Introduction

With the use of Machine learning you can solve challenging problems that impact everyone around the world. Machine Learning (ML) and Artificial Intelligence (AI) are rapidly emerging technologies that have the potential to change our world with speed that humankind has never experienced before. Machine Learning and Artificial Intelligence are not the same, although the current technologies developed for ML do help research and developments on AI. ML can be characterized with a stricter definition from an engineering perspective. Trying to define AI raises more philosophical discussions on what intelligence is. This publication is focused on machine learning. But beware that the terms machine learning and artificial intelligence are intertwined and many so called AI applications are in fact driven by machine learning technology.

You should be aware of the commercial buzz and fads surrounding AI and ML: Machine Learning, deep learning and a lot of tools developed are not ‘a universal solvent’ for solving all current problems. There is no perfect or magic machine learning tool or method yet that can solve all your complex problems. Machine learning is just a tool to solve a certain type of problems. In future the use of machine learning tools and can be applied to a broader landscape of problems. But do not try to solve all your problems with one (new)technology or toolset.

Artificial Intelligence and Machine Learning are now again in the forefront of global discourse, garnering increased attention from practitioners, industry leaders, policymakers, and the general public.

But despite the hype and money invested in machine learning technology last 5 years, one big questions remains: Can machine learning technology already help us within time to solve hard and complex business problems like climate change, health welfare for all humans and other urgent problems? This publication gives you a reality check. You will learn what is easily possible using new machine learning technologies and tools, what the current potential is and what still remains wishful thinking for the future.

Innovation needs openness. This is also more than valid for machine learning technologies. Without real openness new developments and innovations in machine learning will be impossible. As a practitioners in your business domain and with your unique expertise you can start making a difference. This publication gives you a starting point for trying to apply machine learning technology on your unique use cases.

What is covered in this book?

Nowadays many people are talking about the transformative power of machine learning and how it will revolutionize the economy, but what does that mean for your business and how do you get started? How to get solid independent advice to learn and how to apply machine learning? Can improve or disrupt your business using FOSS machine learning tools that are widely available? This book gives you an introduction to get started with applying machine learning.

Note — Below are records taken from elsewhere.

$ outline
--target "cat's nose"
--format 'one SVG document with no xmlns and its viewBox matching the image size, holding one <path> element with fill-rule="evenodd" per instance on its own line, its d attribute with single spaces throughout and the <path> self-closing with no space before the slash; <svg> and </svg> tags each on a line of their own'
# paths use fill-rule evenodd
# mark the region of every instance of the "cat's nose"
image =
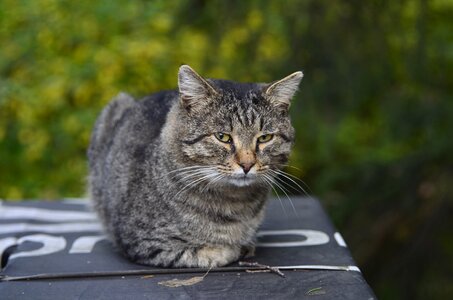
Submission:
<svg viewBox="0 0 453 300">
<path fill-rule="evenodd" d="M 242 170 L 244 170 L 244 173 L 247 174 L 250 169 L 255 165 L 255 163 L 241 163 L 239 164 L 242 168 Z"/>
</svg>

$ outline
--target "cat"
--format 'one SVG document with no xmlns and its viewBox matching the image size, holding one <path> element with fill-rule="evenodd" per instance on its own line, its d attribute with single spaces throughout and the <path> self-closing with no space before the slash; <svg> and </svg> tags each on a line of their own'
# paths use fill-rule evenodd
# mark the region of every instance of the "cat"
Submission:
<svg viewBox="0 0 453 300">
<path fill-rule="evenodd" d="M 293 145 L 288 109 L 302 77 L 238 83 L 183 65 L 179 90 L 114 98 L 88 161 L 94 208 L 117 248 L 159 267 L 219 267 L 252 254 Z"/>
</svg>

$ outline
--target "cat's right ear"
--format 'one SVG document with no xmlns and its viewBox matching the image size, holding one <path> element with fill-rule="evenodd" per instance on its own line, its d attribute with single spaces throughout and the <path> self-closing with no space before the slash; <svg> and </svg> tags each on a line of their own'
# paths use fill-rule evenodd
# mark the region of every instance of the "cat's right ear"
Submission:
<svg viewBox="0 0 453 300">
<path fill-rule="evenodd" d="M 188 65 L 179 68 L 178 87 L 181 104 L 188 111 L 200 110 L 217 95 L 217 91 Z"/>
</svg>

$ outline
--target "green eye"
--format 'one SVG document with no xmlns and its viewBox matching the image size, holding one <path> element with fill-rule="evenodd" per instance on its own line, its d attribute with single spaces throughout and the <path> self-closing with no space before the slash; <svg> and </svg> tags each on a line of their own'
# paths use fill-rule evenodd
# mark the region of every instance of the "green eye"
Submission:
<svg viewBox="0 0 453 300">
<path fill-rule="evenodd" d="M 258 143 L 267 143 L 274 137 L 273 134 L 263 134 L 258 138 Z"/>
<path fill-rule="evenodd" d="M 216 132 L 214 136 L 222 143 L 230 143 L 232 141 L 231 135 L 223 132 Z"/>
</svg>

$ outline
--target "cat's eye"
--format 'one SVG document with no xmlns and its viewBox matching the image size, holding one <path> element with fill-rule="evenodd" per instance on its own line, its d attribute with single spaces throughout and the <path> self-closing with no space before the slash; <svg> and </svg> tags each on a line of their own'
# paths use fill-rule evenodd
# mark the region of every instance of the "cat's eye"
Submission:
<svg viewBox="0 0 453 300">
<path fill-rule="evenodd" d="M 267 143 L 272 140 L 273 137 L 273 134 L 263 134 L 262 136 L 258 137 L 258 143 Z"/>
<path fill-rule="evenodd" d="M 223 132 L 216 132 L 216 133 L 214 133 L 214 136 L 222 143 L 231 143 L 231 141 L 233 140 L 231 138 L 231 135 L 223 133 Z"/>
</svg>

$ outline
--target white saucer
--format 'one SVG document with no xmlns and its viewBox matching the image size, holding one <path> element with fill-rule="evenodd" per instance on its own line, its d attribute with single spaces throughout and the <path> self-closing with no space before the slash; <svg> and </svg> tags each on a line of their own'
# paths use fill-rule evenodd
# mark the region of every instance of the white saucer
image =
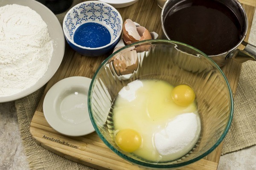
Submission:
<svg viewBox="0 0 256 170">
<path fill-rule="evenodd" d="M 56 131 L 78 136 L 94 131 L 87 100 L 91 79 L 73 76 L 63 79 L 49 90 L 43 105 L 46 120 Z"/>
</svg>

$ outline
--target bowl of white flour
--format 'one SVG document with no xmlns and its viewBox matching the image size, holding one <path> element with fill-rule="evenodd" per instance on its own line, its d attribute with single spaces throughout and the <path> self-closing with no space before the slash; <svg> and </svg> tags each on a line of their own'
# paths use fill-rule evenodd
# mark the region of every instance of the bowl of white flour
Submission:
<svg viewBox="0 0 256 170">
<path fill-rule="evenodd" d="M 58 68 L 65 40 L 55 15 L 34 0 L 0 1 L 0 102 L 44 85 Z"/>
</svg>

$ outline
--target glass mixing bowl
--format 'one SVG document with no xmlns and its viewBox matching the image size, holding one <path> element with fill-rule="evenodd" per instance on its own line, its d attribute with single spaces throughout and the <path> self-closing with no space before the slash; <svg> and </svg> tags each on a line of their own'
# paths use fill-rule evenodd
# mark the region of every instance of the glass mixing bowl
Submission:
<svg viewBox="0 0 256 170">
<path fill-rule="evenodd" d="M 200 136 L 193 148 L 177 160 L 148 161 L 121 150 L 115 143 L 111 107 L 118 92 L 134 80 L 150 79 L 165 80 L 174 86 L 185 84 L 195 93 Z M 103 142 L 121 157 L 147 168 L 177 168 L 203 158 L 223 140 L 233 116 L 232 93 L 217 64 L 192 47 L 168 40 L 139 42 L 111 55 L 93 78 L 88 101 L 91 122 Z"/>
</svg>

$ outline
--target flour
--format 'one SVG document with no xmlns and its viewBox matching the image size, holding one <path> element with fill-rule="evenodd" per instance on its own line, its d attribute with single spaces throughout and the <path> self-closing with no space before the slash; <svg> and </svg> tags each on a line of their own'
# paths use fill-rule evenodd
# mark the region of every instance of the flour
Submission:
<svg viewBox="0 0 256 170">
<path fill-rule="evenodd" d="M 36 12 L 16 4 L 0 7 L 0 96 L 35 85 L 53 50 L 47 26 Z"/>
</svg>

Machine learning concepts are mostly taught by academics and for academics. That’s why most learning material is dry and maths heavy. The theory behind machine learning is great, but requires also a very deep understanding within statistics and math. There is a large gap between theory and practice. Practice counts, because in a practical business context you want to determine if you can solve your problems with machine learning tools. Or at minimum do a short and cost efficient run to determine if a project has potential and more investments makes sense.

This publication is created for applying machine learning in practice for real world use cases. This is where the rubber meets the road. So the core focus is on the ‘How’ questions. So in architecture vocabulary key concepts are outlined and a conceptual and logical reference machine learning architecture is given to empower you to make use of machine learning technology in a simple and efficient way.

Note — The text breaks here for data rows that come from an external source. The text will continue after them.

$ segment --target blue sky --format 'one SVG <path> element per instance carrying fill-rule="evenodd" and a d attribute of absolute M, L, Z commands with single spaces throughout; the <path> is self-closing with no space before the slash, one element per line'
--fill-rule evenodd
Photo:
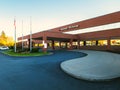
<path fill-rule="evenodd" d="M 16 17 L 17 37 L 69 23 L 120 11 L 120 0 L 0 0 L 0 32 L 14 36 L 13 21 Z"/>

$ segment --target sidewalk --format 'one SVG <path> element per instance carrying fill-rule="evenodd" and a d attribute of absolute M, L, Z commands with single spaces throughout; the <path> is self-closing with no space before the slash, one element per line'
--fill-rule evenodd
<path fill-rule="evenodd" d="M 61 63 L 62 70 L 69 75 L 90 81 L 120 77 L 120 54 L 90 50 L 75 51 L 88 55 Z"/>

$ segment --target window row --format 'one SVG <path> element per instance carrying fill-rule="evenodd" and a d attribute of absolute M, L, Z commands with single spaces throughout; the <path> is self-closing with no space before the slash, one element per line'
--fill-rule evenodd
<path fill-rule="evenodd" d="M 89 41 L 80 41 L 80 46 L 106 46 L 108 45 L 107 40 L 89 40 Z M 120 46 L 120 39 L 111 39 L 111 46 Z"/>

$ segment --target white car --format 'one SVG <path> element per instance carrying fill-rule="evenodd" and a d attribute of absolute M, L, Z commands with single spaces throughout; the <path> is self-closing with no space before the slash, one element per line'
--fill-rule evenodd
<path fill-rule="evenodd" d="M 0 47 L 0 50 L 8 50 L 9 48 L 8 47 L 6 47 L 6 46 L 1 46 Z"/>

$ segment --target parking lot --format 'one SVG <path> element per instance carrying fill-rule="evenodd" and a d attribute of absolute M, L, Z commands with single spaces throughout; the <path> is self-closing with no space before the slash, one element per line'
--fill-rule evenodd
<path fill-rule="evenodd" d="M 75 79 L 60 68 L 65 60 L 82 57 L 73 51 L 54 51 L 40 57 L 10 57 L 0 53 L 0 90 L 120 90 L 120 79 L 90 82 Z"/>

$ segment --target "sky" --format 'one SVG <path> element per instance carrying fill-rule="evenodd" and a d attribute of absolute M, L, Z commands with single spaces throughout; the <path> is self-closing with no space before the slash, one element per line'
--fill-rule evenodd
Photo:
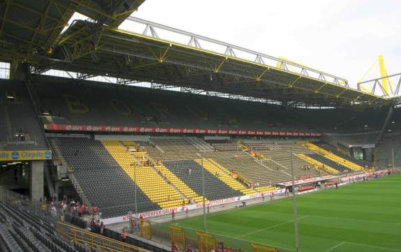
<path fill-rule="evenodd" d="M 388 74 L 401 72 L 400 10 L 398 0 L 146 0 L 133 16 L 283 57 L 355 86 L 379 54 Z M 379 77 L 377 69 L 364 80 Z"/>
<path fill-rule="evenodd" d="M 132 15 L 282 57 L 355 87 L 380 54 L 388 74 L 401 72 L 400 10 L 398 0 L 146 0 Z M 120 28 L 143 31 L 129 21 Z M 363 80 L 380 77 L 378 69 Z"/>

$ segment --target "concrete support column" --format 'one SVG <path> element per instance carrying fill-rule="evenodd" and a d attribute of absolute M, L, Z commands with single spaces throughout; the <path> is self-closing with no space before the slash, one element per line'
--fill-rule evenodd
<path fill-rule="evenodd" d="M 29 191 L 32 200 L 43 198 L 45 189 L 45 161 L 31 161 L 29 173 Z"/>
<path fill-rule="evenodd" d="M 54 182 L 54 195 L 57 197 L 57 200 L 59 200 L 62 198 L 62 195 L 59 195 L 59 188 L 60 188 L 60 181 L 57 180 Z"/>

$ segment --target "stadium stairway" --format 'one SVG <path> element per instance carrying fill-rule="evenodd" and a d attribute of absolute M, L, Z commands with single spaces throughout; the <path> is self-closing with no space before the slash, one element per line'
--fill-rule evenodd
<path fill-rule="evenodd" d="M 193 160 L 173 160 L 163 164 L 198 195 L 202 194 L 202 177 L 204 168 Z M 204 169 L 205 197 L 209 200 L 220 200 L 243 195 Z"/>
<path fill-rule="evenodd" d="M 327 159 L 329 159 L 332 161 L 338 163 L 346 168 L 349 168 L 351 170 L 357 172 L 360 170 L 364 170 L 365 168 L 354 162 L 351 162 L 350 161 L 345 159 L 342 157 L 338 156 L 334 154 L 333 152 L 328 151 L 316 144 L 314 144 L 310 142 L 305 142 L 303 144 L 303 146 L 306 147 L 308 149 L 310 149 L 311 151 L 317 153 L 318 154 L 323 156 Z"/>
<path fill-rule="evenodd" d="M 229 172 L 227 173 L 228 170 L 227 169 L 222 169 L 222 166 L 213 159 L 204 158 L 202 161 L 200 158 L 197 158 L 195 161 L 199 165 L 203 164 L 203 167 L 206 170 L 207 170 L 210 173 L 215 175 L 220 180 L 225 183 L 234 190 L 240 191 L 245 195 L 251 195 L 255 193 L 254 190 L 246 188 L 244 185 L 229 175 Z"/>
<path fill-rule="evenodd" d="M 133 209 L 135 183 L 100 141 L 84 138 L 55 140 L 77 182 L 103 218 L 125 215 Z M 160 209 L 140 188 L 136 191 L 138 212 Z"/>
<path fill-rule="evenodd" d="M 348 169 L 347 168 L 346 168 L 344 165 L 342 165 L 339 163 L 337 163 L 334 161 L 332 161 L 330 159 L 327 159 L 324 156 L 320 156 L 318 154 L 316 153 L 312 153 L 312 154 L 306 154 L 306 156 L 316 160 L 318 161 L 321 163 L 323 163 L 325 165 L 328 165 L 335 170 L 337 170 L 338 171 L 339 171 L 340 172 L 351 172 L 351 170 L 349 169 Z"/>
<path fill-rule="evenodd" d="M 181 205 L 183 198 L 181 193 L 169 185 L 156 172 L 154 168 L 142 165 L 140 161 L 133 156 L 122 142 L 116 140 L 102 140 L 102 144 L 151 201 L 161 208 Z"/>
<path fill-rule="evenodd" d="M 305 161 L 306 162 L 308 162 L 308 163 L 311 163 L 312 165 L 313 165 L 315 167 L 316 167 L 317 168 L 318 168 L 319 170 L 321 171 L 322 175 L 324 175 L 324 173 L 328 173 L 331 175 L 336 175 L 336 174 L 338 174 L 340 172 L 338 172 L 338 170 L 333 168 L 332 167 L 330 167 L 329 165 L 324 164 L 323 163 L 321 163 L 321 162 L 317 161 L 316 159 L 311 158 L 310 156 L 309 156 L 307 154 L 298 153 L 298 154 L 296 154 L 296 156 L 297 157 L 298 157 L 299 158 L 303 159 L 303 160 Z"/>

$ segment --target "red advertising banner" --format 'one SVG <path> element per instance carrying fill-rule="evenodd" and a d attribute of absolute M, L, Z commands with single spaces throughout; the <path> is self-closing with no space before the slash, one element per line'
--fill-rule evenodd
<path fill-rule="evenodd" d="M 280 136 L 308 136 L 321 137 L 323 133 L 317 132 L 294 131 L 241 131 L 231 129 L 211 128 L 157 128 L 135 126 L 111 126 L 93 125 L 65 125 L 45 124 L 45 129 L 53 131 L 83 131 L 83 132 L 116 132 L 116 133 L 179 133 L 179 134 L 206 134 L 206 135 L 280 135 Z"/>

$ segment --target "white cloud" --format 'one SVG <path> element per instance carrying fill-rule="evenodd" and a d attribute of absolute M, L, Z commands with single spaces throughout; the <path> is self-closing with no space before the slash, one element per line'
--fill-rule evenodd
<path fill-rule="evenodd" d="M 400 9 L 396 0 L 146 0 L 133 15 L 285 57 L 353 84 L 381 54 L 389 74 L 401 72 Z"/>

To apply machine learning in real business use cases other skills besides some feeling for statistics and math are required. You need e.g. be able to have some knowledge about all typical IT things that are still needed before you can make use of the new paradigm that machine learning brings.

The field of machine learning is making rapid progress. Do you know what kind of applications for direct business use are already possible today? Are you aware of the currently low entry barriers that exist, to take direct advantage of machine learning? Is your knowledge of free and open source solutions available in the machine learning eco system up to date? How do you classify safety, security and privacy risk when using machine learning? These and other relevant questions for using machine learning in a business context are the foundation of this book.

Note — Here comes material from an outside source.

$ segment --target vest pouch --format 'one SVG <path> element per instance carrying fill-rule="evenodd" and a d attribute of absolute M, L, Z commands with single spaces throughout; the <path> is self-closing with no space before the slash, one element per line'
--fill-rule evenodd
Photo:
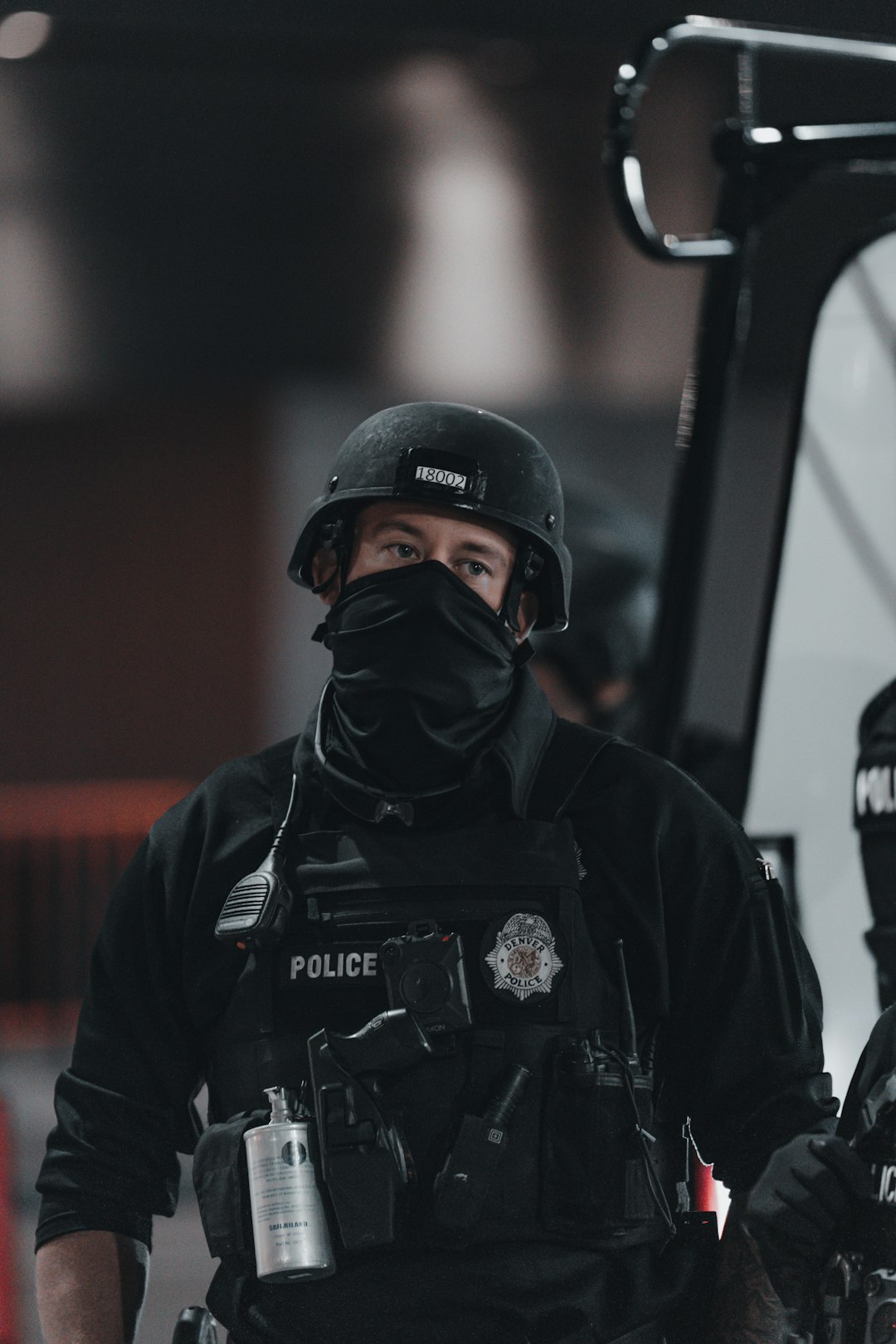
<path fill-rule="evenodd" d="M 236 1258 L 255 1269 L 255 1242 L 249 1207 L 249 1172 L 243 1134 L 267 1124 L 270 1111 L 254 1110 L 210 1125 L 196 1144 L 193 1187 L 214 1257 Z"/>
<path fill-rule="evenodd" d="M 576 1077 L 557 1051 L 551 1074 L 543 1128 L 544 1227 L 587 1245 L 622 1247 L 657 1239 L 664 1223 L 637 1132 L 637 1125 L 647 1133 L 653 1128 L 652 1079 L 633 1074 L 635 1117 L 618 1067 Z M 658 1181 L 656 1164 L 652 1175 Z"/>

Within the machine learning domain new toolsets, applications and companies are being created on a daily basis. So it is difficult to get a hold on what ML applications are viable, and which are a hype, fads or simple a hoax. Especially when the terms ML and AI are intertwined. This book guides you to tangible working open source machine learning software. The provided FOSS machine learning software in this publication is used at large. For real business use cases, maybe with large similarities with your use case.. And because a lot of ML software and tools needed is open (FOSS) software, solutions and tools available can be studied and improved.

Given that machine learning tools and techniques are already an increasingly part of our everyday lives, it is crucial for professionals in the IT industry to gain more knowledge on machine learning. And start asking critical questions and try to do some simple experiments. What will you be doing with machine learning tools and applications the coming 3 years? Are you really aware of the safety and privacy concerns evolving that are part of this technology? Do you really understand and control the working?

This book is all about taking advantage of the new FOSS machine learning technologies for your business. The major machine learning concepts are explained, but the main emphasis of this book is to give insights in the various possibilities that are available within the open source machine learning ecosystem. This so you can start applying machine learning in your business today, without unclear dependencies or unknown strings attached towards a vendor.

This book gives an overview of all important FOSS machine learning frameworks and FOSS machine learning support tools that you can use for prototyping or to use for real production systems.

This book will not explain and dive into the statistics and deep mathematical algorithms behind machine learning. Also the algebra functions that form the foundation under machine learning algorithms and software libraries are only explained if needed for practical use and experiments. If you are interested in learning the mathematical foundations on which machine learning is developed you can find good open starting material in the reference section of this book.

This book aims to cover the high level machine learning concepts and gives you information to get started to work with machine learning for your business use case.

So this book is concentrated on machine learning aspects where software, business and technology touch each other.

Domains touching

(* When we write Open Source Software or OSS in this report we explicitly mean FOSS as defined by the Free Software Foundation - FSF.org )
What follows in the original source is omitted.